Первым делом я направлялся в военную комендатуру — как положено, встать на воинский учет и получить необходимые отметки в документах. Стояло хмурое осеннее утро, моросил мелкий противный дождь, и я накинул поверх шинели плащ-палатку, набросив на фуражку капюшон. Уже рассвело, но народу мне встречалось немного, и в большинстве это были военнослужащие — видимо, сказывалась близость железнодорожного вокзала. Война не пощадила Смоленск: город был сильно разрушен бомбежками, артобстрелами и немецкими подрывниками при их отступлении год назад. Я «проголосовал» и остановил попутную машину, грузовой «Студебеккер», на котором минут через тридцать добрался в другой район города. Здесь, в районной комендатуре, пожилой помощник военного коменданта в звании майора сначала придирчиво проверил мои документы, потом внимательно посмотрел на меня.

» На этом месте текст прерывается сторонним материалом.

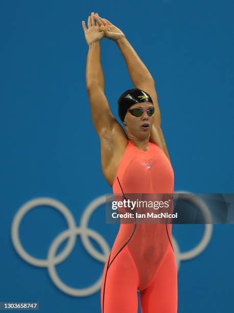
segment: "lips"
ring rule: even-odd
[[[150,128],[150,124],[148,123],[145,123],[141,125],[141,128],[143,129],[148,129]]]

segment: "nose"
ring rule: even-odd
[[[147,112],[143,112],[143,114],[142,116],[142,119],[143,121],[148,121],[149,119],[149,116]]]

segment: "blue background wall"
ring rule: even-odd
[[[154,78],[175,191],[233,192],[233,9],[230,0],[1,2],[0,302],[37,301],[45,312],[101,311],[100,290],[84,297],[63,293],[46,268],[22,259],[10,236],[29,200],[56,199],[79,225],[89,203],[111,192],[85,86],[81,22],[91,11],[123,30]],[[101,52],[105,93],[117,117],[117,99],[133,85],[117,45],[104,38]],[[118,227],[105,223],[104,213],[104,207],[96,210],[89,227],[110,247]],[[41,206],[24,217],[20,238],[29,253],[46,258],[66,228],[60,213]],[[196,245],[203,230],[175,226],[180,251]],[[214,226],[205,250],[181,262],[178,312],[233,309],[233,234],[231,225]],[[56,270],[67,285],[83,288],[103,266],[78,236]]]

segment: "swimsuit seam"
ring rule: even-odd
[[[139,278],[139,273],[138,272],[138,270],[137,270],[137,267],[136,267],[136,263],[135,263],[134,260],[133,260],[133,258],[132,257],[132,255],[131,254],[131,252],[129,250],[129,248],[128,247],[128,245],[126,245],[127,247],[127,249],[128,250],[128,252],[129,252],[129,255],[130,255],[130,257],[131,258],[131,260],[132,260],[132,263],[133,263],[133,266],[135,267],[135,270],[136,272],[136,273],[137,273],[137,277],[138,277],[138,286],[137,286],[137,289],[138,289],[139,287],[139,284],[140,284],[140,278]]]

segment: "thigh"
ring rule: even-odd
[[[177,270],[171,245],[149,285],[141,292],[141,307],[142,313],[177,312]]]
[[[108,261],[101,292],[102,313],[137,313],[138,273],[127,245],[107,269]]]

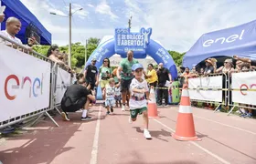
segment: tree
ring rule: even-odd
[[[87,58],[92,54],[92,52],[97,48],[98,44],[100,43],[100,39],[96,37],[90,37],[88,39],[87,44]],[[48,50],[50,46],[33,46],[33,49],[39,54],[47,56]],[[69,53],[69,46],[59,46],[59,47],[60,53],[64,52],[66,54]],[[81,43],[74,43],[71,44],[71,66],[72,67],[82,67],[85,63],[85,46],[81,45]]]

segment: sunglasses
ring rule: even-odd
[[[143,69],[136,69],[135,72],[139,73],[139,72],[142,72]]]

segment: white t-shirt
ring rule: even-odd
[[[17,44],[20,44],[20,45],[23,45],[21,40],[17,37],[13,37],[11,35],[9,35],[9,33],[7,33],[6,30],[4,30],[4,31],[0,31],[0,35],[1,36],[4,36],[11,40],[13,40],[14,42],[17,43]],[[12,45],[12,43],[3,39],[2,37],[0,37],[0,43],[4,43],[5,45]]]
[[[113,98],[114,97],[114,87],[107,86],[106,87],[106,98]]]
[[[120,87],[114,87],[114,96],[120,96],[121,92],[120,92]]]
[[[138,98],[142,98],[144,97],[144,93],[133,92],[133,88],[137,88],[137,89],[144,88],[144,89],[145,89],[145,91],[149,90],[145,80],[144,80],[143,82],[139,82],[136,78],[133,78],[130,85],[131,97],[134,96],[134,97],[137,97]],[[143,100],[135,100],[131,97],[129,100],[129,105],[130,105],[131,110],[142,108],[144,107],[146,107],[146,99],[144,98]]]

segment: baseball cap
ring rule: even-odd
[[[138,68],[144,68],[143,65],[139,64],[139,63],[136,63],[136,64],[133,65],[133,67],[132,67],[133,71],[134,71]]]

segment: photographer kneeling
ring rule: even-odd
[[[71,85],[67,88],[61,100],[61,108],[63,110],[61,116],[63,120],[69,120],[67,112],[76,112],[80,109],[82,109],[81,120],[91,119],[87,113],[90,101],[95,101],[95,91],[89,90],[91,85],[86,87],[85,79],[80,78],[78,84]]]

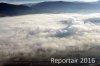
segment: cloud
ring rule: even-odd
[[[100,25],[87,19],[100,18],[99,15],[66,13],[0,18],[0,60],[67,56],[71,51],[97,52]]]

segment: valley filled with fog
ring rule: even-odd
[[[76,52],[100,56],[100,13],[0,17],[0,61],[4,63],[13,57],[41,60]]]

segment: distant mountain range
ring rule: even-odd
[[[72,12],[99,12],[100,2],[64,2],[51,1],[37,4],[14,5],[0,3],[0,15],[23,15],[34,13],[72,13]]]

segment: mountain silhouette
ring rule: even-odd
[[[79,12],[99,12],[100,3],[85,3],[85,2],[64,2],[64,1],[49,1],[40,2],[37,4],[14,5],[0,3],[0,14],[4,15],[22,15],[35,13],[79,13]]]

Сняв намокшую плащ-палатку, я предстал перед ним во «всей красе»: ремень с портупеей поверх шинели затянут строго по уставу, фуражка «сидит» ровно, сапоги чисты, даже подворотничок подшил свежий — в вагоне у Наливайко. К тому же был застегнут на все пуговицы и гладко выбрит — аккуратисты-строевики из комендатур таких любят, я это знал и старался соответствовать. Майор остался доволен как моим внешним видом, так и документами, только спросил:
— Надолго к нам?
— Никак нет, товарищ майор! Следую в отпуск к матери, в Подмосковье — согласно проездным документам. Сюда заскочил по пути, по просьбе друга-фронтовика: просил разыскать его семью, она у него здесь в оккупации оставалась, и с тех пор, с самого освобождения, ни одного ответа на все его письма. Думаю, задержусь на три-четыре дня, не больше.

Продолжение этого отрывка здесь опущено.